The National Crime Agency’s UK Financial Intelligence Unit (UKFIU) has published its Suspicious Activity Reports Annual Report 2019 covering the period from April 2018 to March 2019 and it contains some interesting if not surprising data.
During the period the UKFIU received and processed a record of 478,437 Suspicious Activity Reports (SARs) and saw 52.7% in requests for a Defence Against Money Laundering SARS (DAML SARs).
Even though only less than 4% of DAML SARs were refused, more that £131m was denied to criminals as a result, an increase of 153.7% on the previous year when only £51.9m was restrained.
The introduction of Account Freezing Orders and the extension to the moratorium period enacted by the Criminal Finances Act 2017 (CFA), is believed to be the reason for the significant increase in funds restrained during this reporting period.
SARs continued to be used in HMRC civil and criminal investigations for identifying potential cases, or enhancing/providing additional information for ongoing ones. As a result of DAML SARs:
- £7.9m was recovered by HMRC
- £6.1m in tax freezing orders, restraints and winding up petitions was obtained
- Orders under the CFA were obtained to the value of £3.6m
Other items of note:
- In nearly 70% of DAML SARs decisions the UKFIU did not refer the matter to law enforcement
- The average number of days for turning around a request was 5.12, up from 4.32 in the previous period, which the UKFI blames on the volume increase in DAML SARs
- The UKFIU’s headcount has been increased to 118. A finding of the FATF review which was conducted in March 2018 (published in December 2018) found the UKFIU to be woefully understaffed with only 80 persons, 17 fewer than a decade earlier.
The pattern of reporting is changing, with the number of reports from lawyers and accountants remaining low, and an increased reporting from banks and fintech companies. The UKFIU is working to develop a better understanding of these sectors and undertake targeted outreach.
The report does not provide an explanation for the increase in reporting.

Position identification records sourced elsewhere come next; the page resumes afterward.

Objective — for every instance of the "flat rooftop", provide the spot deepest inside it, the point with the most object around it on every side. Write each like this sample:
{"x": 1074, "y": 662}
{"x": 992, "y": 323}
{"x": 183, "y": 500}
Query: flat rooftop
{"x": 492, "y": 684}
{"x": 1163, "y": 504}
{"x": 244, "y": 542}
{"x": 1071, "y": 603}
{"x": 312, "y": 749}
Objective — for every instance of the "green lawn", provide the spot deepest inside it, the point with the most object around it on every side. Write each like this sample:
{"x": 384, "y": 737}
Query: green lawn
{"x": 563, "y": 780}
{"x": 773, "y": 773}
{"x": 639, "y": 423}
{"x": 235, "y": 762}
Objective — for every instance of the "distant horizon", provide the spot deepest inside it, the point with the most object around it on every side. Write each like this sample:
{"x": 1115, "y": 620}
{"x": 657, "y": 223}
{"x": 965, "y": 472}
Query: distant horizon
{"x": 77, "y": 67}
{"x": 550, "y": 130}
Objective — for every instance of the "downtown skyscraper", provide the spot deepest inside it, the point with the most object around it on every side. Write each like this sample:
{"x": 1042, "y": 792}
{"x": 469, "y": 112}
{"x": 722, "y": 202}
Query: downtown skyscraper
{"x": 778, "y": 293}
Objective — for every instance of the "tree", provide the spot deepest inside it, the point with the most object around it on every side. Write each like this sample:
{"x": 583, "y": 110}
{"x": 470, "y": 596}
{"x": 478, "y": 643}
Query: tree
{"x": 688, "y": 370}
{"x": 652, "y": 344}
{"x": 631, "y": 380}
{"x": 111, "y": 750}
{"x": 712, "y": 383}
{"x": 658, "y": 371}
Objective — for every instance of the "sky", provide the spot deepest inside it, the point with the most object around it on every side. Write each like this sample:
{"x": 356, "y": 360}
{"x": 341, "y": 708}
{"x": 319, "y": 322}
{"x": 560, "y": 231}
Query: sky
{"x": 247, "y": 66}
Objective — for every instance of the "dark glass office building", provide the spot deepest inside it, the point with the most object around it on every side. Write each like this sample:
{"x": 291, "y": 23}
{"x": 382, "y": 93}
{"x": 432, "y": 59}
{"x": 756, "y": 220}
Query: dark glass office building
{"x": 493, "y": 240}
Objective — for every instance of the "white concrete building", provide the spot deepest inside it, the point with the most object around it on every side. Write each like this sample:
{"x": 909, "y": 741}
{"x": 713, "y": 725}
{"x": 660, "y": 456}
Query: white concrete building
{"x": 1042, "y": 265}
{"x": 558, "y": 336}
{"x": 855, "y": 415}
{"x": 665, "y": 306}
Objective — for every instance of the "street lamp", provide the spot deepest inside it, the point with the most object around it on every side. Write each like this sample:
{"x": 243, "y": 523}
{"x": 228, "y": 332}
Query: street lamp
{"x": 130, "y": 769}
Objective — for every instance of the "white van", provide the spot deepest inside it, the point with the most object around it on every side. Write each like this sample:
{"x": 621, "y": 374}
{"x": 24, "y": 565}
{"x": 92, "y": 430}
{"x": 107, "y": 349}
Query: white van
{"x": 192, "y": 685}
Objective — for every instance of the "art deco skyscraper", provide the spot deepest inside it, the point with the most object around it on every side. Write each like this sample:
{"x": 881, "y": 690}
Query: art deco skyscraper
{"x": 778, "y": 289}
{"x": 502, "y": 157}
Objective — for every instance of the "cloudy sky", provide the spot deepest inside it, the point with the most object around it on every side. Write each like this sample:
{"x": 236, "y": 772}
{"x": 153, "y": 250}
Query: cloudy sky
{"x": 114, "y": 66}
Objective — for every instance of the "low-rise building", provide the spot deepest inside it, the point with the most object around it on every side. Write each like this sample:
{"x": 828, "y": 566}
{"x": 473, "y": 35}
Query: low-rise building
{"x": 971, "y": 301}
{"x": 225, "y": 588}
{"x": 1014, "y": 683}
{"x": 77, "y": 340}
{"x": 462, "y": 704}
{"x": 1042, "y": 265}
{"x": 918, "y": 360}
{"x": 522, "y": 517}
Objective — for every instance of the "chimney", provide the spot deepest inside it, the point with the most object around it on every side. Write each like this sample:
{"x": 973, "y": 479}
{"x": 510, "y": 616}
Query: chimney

This could be a result of the growing regulatory burden and pressure on financial institutions and professionals to file SARs, in terms of individual criminal liability for not doing so, as well as to some vagueness and complexity in the definition of key terms. These factors could lead to a higher volume of defensive and over-cautions reporting.
The Home Office is leading the SARs Reform Programme as part of the wider Economic Crime Plan that it published in July 2019. This reform includes better information sharing with supervisors and ensuring confidentiality of the SARs regime, as well as the SARs IT transformation, which is considered crucial in achieving a manageable workflow on a sustainable basis, dealing with the increased volume in SARs.
In June 2019 the Law Commission published a report on the SARs regime and made 15 recommendations, confirming the industry-wide view that the regime needs a reform. The government is expected to review the Law Commission’s recommendations and provide a response. Therefore, it is important to keep watching this space.